Find answers from the community

Updated 3 months ago

pipeline is throwing pydantic validation

pipeline is throwing pydantic validation errors when passing in a valid vector store like this:

Plain Text
pg_vector_store = PGVectorStore.from_params(
                    **POSTGRES_SETTINGS.model_dump(exclude_none=True),
                    table_name="embeddings",
                    embed_dim=384,
                )
  pipeline = IngestionPipeline(
    transformations=[
      HuggingFaceEmbedding(model_name="BAAI/bge-small-en-v1.5"),
    ],
    docstore=postgres_docstore,
    vector_store=pg_vector_store,
  )


PGVectorStore inherits from BasePydanticVectorStore and implements all the abstract methods, but i am getting this error:

Plain Text
validation_error = ValidationError(model='IngestionPipeline', errors=[{'loc': ('vector_store',), 'msg': "Can't instantiate abstract class...VectorStore without an implementation for abstract methods 'add', 'client', 'delete', 'query'", 'type': 'type_error'}])

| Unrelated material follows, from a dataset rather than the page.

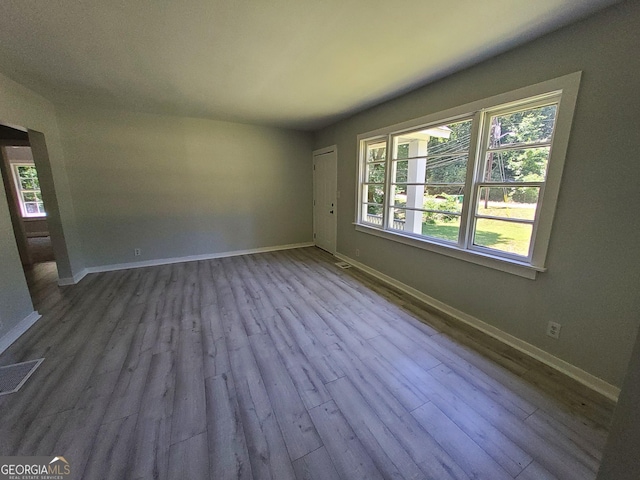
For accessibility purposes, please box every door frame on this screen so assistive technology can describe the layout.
[311,145,339,254]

    def __init__(__pydantic_self__, **data: Any) -> None:
        """
        Create a new model by parsing and validating input data from keyword arguments.
    
        Raises ValidationError if the input data cannot be parsed to form a valid model.
        """
        # Uses something other than `self` the first arg to allow "self" as a settable attribute
        values, fields_set, validation_error = validate_model(__pydantic_self__.__class__, data)
        if validation_error:
>           raise validation_error
E           pydantic.v1.error_wrappers.ValidationError: 1 validation error for IngestionPipeline
E           vector_store
E             Can't instantiate abstract class BasePydanticVectorStore without an implementation for abstract methods 'add', 'client', 'delete', 'query' (type=type_error)
L
a
28 comments
Are you mixing legacy and non-legacy imports?
Thats what it seems like at least
bingo bongo tingo tongo, Mr. Logan is right again. I didn't know you can't mix those... So you have to commit to either using all legacy or no legacy imports?
Yea exactly. Otherwise things like isinstance checks don't work
Similar to pydantic if you are familiar with their pydantic.v1 layer
Great to know, thanks a ton. The py-issues-and-help channel is by far the most valuable thing about llama_index. Should be talked about more.
One issue that I find is common within llama_index is the lack of errors when things go wrong. For example, I'm writing some tests to make sure i know how the ingestion pipeline works and I'm am getting very unexpectedly different behavior in two very similar cases.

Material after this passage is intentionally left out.